Le pro­blème du pro­grès social peut se poser sen­si­ble­ment dans les mêmes termes : tel groupe humain, tel peuple, telle nation, ont-ils actuel­le­ment un com­por­te­ment que l’on puisse consi­dé­rer comme meilleur que dans le pas­sé ? Dans un ave­nir plus ou moins loin­tain, le même groupe humain aura-t-il un com­por­te­ment meilleur que son com­por­te­ment actuel ?

On peut même, à l’échelle mon­diale, se deman­der si l’ensemble des êtres humains vivant actuel­le­ment sur le globe ter­restre ont entre eux des rap­ports meilleurs que dans le pas­sé et si, plus tard, ce mieux obser­vable aujourd’hui ne sera pas à son tour dépassé.

Pareils pro­blèmes sou­lèvent d’énormes dif­fi­cul­tés, et il ne sau­rait être ques­tion de pré­tendre ici les résoudre une fois pour toutes en quelques pages, quand des pen­seurs émi­nents ont par­fois renon­cé à se pro­non­cer eux-mêmes dans un sens ou dans l’autre [[Voir en par­ti­cu­lier les conclu­sions du petit volume de M. André Cres­son : Le pro­blème moral et les phi­lo­sophes. (A. Colin, Paris, 1939, 2. édit.)]]. Mais il faut noter qu’à défaut de pro­grès, beau­coup de phi­lo­sophes et d’historiens ont enre­gis­tré au moins qu’il y avait eu évo­lu­tion dans le domaine moral et dans le domaine social [[Her­bert Spen­cer : Les bases de la morale évo­lu­tion­niste ; Létour­neau : Évo­lu­tion de la morale ; F. Nietzsche : La généa­lo­gie de la morale.]]. Et c’est bien un pro­blème très voi­sin de celui que nous avons posé en com­men­çant que M. Léon Brun­sch­wicg exa­mine dans les deux volumes de sa vaste et péné­trante étude sur « les pro­grès de la conscience dans la phi­lo­so­phie occidentale ».
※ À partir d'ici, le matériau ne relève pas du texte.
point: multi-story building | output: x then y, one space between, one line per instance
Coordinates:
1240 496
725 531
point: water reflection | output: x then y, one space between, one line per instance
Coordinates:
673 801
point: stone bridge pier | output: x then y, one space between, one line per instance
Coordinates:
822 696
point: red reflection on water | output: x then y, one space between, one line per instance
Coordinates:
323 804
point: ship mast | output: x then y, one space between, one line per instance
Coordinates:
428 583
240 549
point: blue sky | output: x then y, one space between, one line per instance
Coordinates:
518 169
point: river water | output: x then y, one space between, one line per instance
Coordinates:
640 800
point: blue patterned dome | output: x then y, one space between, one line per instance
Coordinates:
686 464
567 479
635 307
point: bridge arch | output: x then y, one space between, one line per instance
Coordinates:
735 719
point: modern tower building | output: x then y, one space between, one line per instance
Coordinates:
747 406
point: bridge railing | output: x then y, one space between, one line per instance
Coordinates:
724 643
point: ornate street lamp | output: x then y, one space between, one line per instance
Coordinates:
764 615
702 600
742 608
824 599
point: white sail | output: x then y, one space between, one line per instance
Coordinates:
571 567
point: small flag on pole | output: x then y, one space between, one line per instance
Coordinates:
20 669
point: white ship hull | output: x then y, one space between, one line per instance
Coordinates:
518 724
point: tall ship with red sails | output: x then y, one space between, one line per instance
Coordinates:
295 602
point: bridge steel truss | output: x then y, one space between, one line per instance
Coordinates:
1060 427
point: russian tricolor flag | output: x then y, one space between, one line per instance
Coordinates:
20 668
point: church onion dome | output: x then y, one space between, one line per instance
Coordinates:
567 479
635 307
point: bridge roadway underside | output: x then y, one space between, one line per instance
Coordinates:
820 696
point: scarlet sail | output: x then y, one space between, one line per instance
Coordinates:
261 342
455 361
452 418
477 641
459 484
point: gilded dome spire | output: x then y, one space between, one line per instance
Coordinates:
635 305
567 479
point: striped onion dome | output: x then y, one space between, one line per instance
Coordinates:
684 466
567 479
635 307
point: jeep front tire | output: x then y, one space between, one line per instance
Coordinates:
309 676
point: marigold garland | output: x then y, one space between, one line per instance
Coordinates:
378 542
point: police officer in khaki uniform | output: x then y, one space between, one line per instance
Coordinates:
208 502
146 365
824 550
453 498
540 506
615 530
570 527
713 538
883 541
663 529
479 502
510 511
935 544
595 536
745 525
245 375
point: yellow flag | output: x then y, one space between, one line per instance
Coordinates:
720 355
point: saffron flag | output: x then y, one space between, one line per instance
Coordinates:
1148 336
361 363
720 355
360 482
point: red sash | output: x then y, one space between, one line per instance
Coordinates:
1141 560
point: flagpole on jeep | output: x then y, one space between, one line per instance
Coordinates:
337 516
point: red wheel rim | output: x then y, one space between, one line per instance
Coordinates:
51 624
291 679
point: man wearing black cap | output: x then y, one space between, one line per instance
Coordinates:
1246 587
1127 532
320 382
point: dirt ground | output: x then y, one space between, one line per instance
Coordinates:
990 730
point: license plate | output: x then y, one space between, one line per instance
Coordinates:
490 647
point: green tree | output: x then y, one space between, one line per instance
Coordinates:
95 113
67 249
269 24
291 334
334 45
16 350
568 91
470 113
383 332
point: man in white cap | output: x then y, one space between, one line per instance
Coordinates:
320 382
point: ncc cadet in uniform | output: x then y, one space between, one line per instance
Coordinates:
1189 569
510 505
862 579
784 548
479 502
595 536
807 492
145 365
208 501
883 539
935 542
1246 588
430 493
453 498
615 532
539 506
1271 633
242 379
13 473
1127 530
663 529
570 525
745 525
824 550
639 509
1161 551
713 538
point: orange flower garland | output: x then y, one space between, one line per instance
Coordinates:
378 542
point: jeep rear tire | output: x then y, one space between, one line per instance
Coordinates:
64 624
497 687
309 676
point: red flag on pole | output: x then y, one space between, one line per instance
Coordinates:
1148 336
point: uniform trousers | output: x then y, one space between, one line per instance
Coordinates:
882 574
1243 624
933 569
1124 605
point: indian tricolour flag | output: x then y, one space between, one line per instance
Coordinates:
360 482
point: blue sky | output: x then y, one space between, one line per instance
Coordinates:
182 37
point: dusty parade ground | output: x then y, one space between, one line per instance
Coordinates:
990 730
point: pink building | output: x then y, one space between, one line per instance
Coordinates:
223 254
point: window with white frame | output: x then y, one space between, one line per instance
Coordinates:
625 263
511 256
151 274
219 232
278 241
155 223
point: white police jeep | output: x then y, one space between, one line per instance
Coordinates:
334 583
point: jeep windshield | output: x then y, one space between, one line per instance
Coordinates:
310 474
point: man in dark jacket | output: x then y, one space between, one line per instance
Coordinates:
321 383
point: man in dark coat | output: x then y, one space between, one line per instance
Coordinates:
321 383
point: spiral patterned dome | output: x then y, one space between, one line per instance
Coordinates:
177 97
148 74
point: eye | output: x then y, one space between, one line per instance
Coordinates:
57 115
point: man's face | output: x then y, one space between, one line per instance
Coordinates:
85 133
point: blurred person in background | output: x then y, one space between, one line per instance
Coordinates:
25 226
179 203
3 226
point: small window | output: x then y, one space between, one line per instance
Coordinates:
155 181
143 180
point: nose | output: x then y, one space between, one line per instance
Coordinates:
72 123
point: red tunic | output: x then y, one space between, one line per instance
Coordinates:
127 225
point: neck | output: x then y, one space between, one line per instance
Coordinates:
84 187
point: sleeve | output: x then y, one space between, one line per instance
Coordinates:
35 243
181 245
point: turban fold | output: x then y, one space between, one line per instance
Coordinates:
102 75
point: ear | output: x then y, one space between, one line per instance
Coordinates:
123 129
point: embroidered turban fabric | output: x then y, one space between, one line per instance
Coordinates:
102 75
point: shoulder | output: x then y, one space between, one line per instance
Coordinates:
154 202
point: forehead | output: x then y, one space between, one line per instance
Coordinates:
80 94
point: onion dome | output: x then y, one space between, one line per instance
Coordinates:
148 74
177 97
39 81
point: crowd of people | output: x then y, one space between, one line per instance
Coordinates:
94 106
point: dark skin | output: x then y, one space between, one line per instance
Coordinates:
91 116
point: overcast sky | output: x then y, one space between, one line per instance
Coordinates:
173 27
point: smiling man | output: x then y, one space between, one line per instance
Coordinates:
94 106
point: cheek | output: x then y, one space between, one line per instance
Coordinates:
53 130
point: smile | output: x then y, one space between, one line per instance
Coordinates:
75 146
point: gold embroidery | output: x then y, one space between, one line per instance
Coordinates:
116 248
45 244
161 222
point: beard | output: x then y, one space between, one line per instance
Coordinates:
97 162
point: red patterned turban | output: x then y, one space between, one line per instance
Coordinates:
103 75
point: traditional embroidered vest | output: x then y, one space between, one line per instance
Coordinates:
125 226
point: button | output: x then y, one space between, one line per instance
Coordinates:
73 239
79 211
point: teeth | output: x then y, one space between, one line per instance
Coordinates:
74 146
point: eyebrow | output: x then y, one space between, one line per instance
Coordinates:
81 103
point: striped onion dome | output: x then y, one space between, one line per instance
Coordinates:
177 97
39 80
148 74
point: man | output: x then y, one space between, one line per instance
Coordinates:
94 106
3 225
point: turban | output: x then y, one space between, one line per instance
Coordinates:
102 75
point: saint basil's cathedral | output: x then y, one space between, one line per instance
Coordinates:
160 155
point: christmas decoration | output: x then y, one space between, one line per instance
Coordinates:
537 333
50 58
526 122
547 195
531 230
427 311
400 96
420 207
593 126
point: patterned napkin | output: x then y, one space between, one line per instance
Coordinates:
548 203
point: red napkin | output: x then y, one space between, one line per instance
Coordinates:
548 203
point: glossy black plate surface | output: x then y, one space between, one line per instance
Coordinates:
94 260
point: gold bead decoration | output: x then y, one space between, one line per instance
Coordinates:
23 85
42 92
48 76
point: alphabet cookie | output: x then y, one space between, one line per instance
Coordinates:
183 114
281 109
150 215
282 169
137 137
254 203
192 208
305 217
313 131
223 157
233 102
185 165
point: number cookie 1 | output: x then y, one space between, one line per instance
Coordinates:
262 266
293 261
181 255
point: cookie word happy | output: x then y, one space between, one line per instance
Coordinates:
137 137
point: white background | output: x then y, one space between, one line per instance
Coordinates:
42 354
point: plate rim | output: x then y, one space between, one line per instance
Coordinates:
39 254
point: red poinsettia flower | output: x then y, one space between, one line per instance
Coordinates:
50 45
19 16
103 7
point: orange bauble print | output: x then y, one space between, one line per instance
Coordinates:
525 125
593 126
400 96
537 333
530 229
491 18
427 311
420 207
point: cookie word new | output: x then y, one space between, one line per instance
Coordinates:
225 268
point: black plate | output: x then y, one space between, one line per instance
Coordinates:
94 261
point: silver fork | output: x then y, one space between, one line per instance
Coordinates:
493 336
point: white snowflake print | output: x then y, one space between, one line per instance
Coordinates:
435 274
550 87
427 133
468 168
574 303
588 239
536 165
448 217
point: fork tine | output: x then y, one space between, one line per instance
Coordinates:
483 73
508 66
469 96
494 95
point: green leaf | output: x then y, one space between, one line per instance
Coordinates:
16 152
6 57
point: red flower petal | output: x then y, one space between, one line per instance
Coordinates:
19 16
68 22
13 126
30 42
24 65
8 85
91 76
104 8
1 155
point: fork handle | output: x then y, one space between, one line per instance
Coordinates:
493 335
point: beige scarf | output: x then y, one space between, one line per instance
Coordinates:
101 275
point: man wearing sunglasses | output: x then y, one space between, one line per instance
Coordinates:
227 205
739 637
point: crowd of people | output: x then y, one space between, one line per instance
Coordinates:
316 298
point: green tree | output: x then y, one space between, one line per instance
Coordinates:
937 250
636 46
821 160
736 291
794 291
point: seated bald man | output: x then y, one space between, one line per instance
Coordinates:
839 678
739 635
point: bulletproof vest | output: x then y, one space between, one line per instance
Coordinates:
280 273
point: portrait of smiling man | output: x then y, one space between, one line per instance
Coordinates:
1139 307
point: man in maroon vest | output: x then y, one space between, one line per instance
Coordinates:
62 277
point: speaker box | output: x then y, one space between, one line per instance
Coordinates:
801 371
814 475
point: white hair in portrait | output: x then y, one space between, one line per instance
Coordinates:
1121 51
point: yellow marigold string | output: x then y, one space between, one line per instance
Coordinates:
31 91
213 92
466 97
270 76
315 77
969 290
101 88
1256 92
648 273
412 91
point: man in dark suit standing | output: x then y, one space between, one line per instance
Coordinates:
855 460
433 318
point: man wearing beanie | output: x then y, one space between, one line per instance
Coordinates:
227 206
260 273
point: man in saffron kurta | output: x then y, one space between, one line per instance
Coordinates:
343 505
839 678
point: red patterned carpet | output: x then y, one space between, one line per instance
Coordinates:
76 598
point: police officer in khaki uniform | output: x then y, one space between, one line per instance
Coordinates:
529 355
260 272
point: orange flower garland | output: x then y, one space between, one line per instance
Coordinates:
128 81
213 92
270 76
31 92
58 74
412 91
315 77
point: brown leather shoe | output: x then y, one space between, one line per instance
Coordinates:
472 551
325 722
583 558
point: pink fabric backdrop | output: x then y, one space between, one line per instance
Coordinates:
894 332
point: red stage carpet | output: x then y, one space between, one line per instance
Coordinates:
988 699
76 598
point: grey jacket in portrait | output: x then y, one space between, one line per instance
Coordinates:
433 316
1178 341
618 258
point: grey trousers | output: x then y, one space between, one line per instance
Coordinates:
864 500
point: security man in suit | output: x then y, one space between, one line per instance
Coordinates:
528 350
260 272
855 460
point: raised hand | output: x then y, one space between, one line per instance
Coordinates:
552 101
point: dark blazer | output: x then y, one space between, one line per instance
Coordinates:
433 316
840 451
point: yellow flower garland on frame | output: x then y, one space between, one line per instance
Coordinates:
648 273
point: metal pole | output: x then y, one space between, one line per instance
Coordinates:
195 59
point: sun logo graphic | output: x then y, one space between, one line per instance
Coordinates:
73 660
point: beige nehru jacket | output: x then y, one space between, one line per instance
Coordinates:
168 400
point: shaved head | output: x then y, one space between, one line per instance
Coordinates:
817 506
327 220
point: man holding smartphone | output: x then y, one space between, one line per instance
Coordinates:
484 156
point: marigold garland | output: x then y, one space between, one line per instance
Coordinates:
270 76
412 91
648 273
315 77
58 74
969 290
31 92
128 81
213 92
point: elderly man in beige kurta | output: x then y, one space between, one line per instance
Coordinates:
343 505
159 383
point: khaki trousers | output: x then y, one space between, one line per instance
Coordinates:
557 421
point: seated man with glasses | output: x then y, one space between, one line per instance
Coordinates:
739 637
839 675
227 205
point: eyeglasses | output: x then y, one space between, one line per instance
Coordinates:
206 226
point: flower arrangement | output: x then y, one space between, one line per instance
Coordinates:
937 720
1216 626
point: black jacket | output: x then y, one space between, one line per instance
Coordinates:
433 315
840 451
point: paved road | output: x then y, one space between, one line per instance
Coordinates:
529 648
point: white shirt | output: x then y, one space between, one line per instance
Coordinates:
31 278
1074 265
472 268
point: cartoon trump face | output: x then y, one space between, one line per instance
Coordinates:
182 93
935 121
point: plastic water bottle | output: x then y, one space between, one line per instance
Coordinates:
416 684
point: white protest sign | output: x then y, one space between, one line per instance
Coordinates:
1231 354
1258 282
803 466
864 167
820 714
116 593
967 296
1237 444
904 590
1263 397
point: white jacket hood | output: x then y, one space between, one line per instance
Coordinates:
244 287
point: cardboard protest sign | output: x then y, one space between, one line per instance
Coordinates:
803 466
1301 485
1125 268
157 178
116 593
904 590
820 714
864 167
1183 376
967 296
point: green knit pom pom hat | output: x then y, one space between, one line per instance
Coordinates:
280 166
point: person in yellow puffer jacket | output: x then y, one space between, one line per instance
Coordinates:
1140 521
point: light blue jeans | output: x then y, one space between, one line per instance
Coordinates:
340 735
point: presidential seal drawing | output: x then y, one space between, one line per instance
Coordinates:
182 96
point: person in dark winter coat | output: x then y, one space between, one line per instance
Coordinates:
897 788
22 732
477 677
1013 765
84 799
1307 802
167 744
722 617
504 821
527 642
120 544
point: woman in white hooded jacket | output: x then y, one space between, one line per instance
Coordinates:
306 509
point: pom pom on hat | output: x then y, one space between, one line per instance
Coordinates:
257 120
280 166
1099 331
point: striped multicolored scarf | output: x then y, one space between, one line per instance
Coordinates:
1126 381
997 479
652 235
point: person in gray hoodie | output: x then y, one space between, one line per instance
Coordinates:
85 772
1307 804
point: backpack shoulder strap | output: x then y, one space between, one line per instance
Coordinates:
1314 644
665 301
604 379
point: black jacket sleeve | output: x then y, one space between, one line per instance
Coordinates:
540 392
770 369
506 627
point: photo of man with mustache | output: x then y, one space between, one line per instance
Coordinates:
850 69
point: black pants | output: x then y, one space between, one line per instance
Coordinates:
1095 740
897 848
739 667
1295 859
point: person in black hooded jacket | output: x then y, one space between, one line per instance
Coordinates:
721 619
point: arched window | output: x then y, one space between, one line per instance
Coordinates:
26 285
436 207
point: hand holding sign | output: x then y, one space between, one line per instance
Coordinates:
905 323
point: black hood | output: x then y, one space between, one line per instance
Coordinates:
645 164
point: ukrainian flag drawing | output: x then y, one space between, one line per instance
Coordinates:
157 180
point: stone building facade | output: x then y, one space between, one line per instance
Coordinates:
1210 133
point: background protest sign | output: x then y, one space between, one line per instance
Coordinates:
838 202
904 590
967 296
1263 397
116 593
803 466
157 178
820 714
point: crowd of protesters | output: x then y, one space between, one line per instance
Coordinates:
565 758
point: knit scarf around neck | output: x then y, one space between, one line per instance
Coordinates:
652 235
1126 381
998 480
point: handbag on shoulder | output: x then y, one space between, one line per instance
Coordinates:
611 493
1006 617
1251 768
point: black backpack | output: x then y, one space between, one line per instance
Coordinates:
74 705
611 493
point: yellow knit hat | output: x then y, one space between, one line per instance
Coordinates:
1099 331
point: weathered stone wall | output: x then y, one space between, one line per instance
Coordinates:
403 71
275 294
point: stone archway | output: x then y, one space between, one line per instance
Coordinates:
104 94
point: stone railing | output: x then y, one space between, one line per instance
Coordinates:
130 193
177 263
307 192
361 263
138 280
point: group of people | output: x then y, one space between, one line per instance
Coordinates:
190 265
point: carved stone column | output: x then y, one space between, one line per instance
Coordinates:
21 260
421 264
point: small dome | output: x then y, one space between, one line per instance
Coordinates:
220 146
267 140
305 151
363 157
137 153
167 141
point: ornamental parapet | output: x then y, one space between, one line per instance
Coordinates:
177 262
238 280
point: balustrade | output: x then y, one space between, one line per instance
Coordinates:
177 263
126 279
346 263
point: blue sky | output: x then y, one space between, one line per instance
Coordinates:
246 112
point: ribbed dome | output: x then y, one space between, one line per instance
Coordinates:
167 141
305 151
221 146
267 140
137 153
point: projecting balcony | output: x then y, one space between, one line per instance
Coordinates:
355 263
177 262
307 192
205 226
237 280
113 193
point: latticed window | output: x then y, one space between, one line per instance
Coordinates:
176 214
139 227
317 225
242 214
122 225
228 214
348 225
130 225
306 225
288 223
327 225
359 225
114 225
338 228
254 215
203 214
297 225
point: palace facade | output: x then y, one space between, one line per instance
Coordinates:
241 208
Quant au pro­blème social dans toute son ampleur, il se confond avec le pro­blème de la civi­li­sa­tion, et c’est assez dire qu’il n’est pas simple : un excellent guide sur cette ques­tion est le petit ouvrage de M. F. Sar­tiaux paru en 1938 [[Félix Sar­tiaux : La civi­li­sa­tion. (A. Colin.).]]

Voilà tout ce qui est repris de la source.